For the purposes of this article, we will just be looking at fixed sprays as these are the most commonly broken garden sprinklers. You will find there are two main problems with fixed sprays. Either the nozzle itself is damaged or blocked, or the riser is snapped.
For a blocked or damaged nozzle either replace with a new one or you can attempt to clean out under a garden tap.
For a damaged riser simply replace with a new one. Sometimes the threaded end of the riser will get stuck inside the lateral pipe fitting and you’ll need to use a “riser removal tool” to get the broken bit of threaded riser out of the fitting. All good irrigation stores will stock these.
The Importance of Matched Precipitation
One last important thing, for each station or zone (either in the lawn or garden), you want to ensure that the sprinkler nozzles being used have something called Matched Precipitation. This means that as a general rule, you need to use the same make and model of nozzle on any given station. This is because different nozzles have different flow rates, and this can vary wildly. A Hunter MP Rotator uses about four times less water per minute than a Rain Bird MPR Fixed Spray nozzle. If you mix and match these, you’re either going to underwater with your MP Rotators or overwater with your Rain Bird Fixed Sprays.

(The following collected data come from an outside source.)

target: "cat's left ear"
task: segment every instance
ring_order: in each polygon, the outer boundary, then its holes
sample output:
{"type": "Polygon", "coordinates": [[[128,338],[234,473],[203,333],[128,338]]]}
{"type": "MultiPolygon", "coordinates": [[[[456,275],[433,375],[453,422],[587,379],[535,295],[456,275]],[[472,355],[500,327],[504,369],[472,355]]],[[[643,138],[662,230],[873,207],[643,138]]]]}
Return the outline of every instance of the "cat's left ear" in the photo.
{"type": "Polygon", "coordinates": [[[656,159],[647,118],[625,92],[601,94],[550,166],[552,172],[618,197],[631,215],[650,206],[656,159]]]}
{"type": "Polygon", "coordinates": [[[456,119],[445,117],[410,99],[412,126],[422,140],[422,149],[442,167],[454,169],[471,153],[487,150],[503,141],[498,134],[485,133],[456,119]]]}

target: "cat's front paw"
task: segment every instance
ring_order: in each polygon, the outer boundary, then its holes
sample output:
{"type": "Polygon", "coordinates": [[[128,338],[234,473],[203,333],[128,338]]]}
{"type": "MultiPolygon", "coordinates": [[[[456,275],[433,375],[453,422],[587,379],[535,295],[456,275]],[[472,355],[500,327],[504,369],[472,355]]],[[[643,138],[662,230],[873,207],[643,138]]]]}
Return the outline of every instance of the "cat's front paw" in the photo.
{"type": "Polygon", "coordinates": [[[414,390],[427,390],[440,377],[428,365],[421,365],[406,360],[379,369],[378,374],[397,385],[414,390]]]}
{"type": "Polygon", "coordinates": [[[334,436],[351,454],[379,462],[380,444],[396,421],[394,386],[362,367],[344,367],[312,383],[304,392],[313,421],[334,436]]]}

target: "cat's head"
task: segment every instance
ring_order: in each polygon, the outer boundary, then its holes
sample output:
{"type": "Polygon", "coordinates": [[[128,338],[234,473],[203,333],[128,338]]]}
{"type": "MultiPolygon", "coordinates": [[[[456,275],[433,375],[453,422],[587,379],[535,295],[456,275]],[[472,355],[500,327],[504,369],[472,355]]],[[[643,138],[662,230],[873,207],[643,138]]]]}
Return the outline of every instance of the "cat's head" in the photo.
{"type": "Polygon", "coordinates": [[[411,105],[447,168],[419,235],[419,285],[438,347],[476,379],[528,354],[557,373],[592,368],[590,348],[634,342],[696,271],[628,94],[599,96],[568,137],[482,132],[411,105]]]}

Some sprinklers from a different make or model may have the same flow rate such as the Rain Bird R-VAN’s and the Rain Bird 5000 Series Gear Drive Rotors. However this is usually not the case and is an exception to the rule.
Leave all nozzles off once the pop ups and risers have been re-installed.

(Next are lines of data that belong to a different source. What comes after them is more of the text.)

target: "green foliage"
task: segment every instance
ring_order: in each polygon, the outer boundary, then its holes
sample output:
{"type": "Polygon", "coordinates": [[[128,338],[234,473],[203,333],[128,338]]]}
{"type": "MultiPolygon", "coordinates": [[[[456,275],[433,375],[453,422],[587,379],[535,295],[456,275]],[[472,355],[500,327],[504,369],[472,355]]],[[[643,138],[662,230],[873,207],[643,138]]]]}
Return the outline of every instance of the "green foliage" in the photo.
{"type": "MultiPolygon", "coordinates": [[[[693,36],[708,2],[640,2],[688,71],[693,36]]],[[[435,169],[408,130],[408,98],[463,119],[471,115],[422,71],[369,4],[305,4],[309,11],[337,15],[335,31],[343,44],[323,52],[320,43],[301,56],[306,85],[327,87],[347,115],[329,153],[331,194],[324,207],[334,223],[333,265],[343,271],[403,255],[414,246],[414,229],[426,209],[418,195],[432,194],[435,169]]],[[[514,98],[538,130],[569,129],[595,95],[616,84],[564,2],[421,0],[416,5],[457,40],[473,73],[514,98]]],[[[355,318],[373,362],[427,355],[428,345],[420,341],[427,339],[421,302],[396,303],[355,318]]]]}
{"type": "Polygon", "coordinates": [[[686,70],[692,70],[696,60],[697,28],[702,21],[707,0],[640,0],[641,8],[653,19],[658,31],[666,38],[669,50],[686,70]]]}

Ensure any new pop-up shafts are lifted up using your sprinkler clamp tool from earlier. Then remove the flushing cap and turn on the station for at least 20 seconds. You can rub your forefinger and thumb together in the water spout to feel if any grit is coming out. When it runs clear turn off the station and then install the new nozzle.
To adjust the direction of flow you will need to crank the shaft of the pop-up to get the right angle. Sometimes you’ll need to do this while the system is on to ensure you’ve got the sprinkler on the right angle, and you’ll probably get soaked at this stage.
If you’re using adjustable nozzles, then always line up the edge of the arc on the left-hand side because they all open up to the right. Once you’ve lined it up using the shaft you’ll need to adjust the nozzle to open up the arc. Different brands have different ways of doing this so make sure you refer to the manufacturer’s instructions here.
Do a final test and walk around of your system to ensure everything is working well, and that’s it! Remember to check your system regularly. We recommend servicing your sprinkler system at least every 6 months for best results.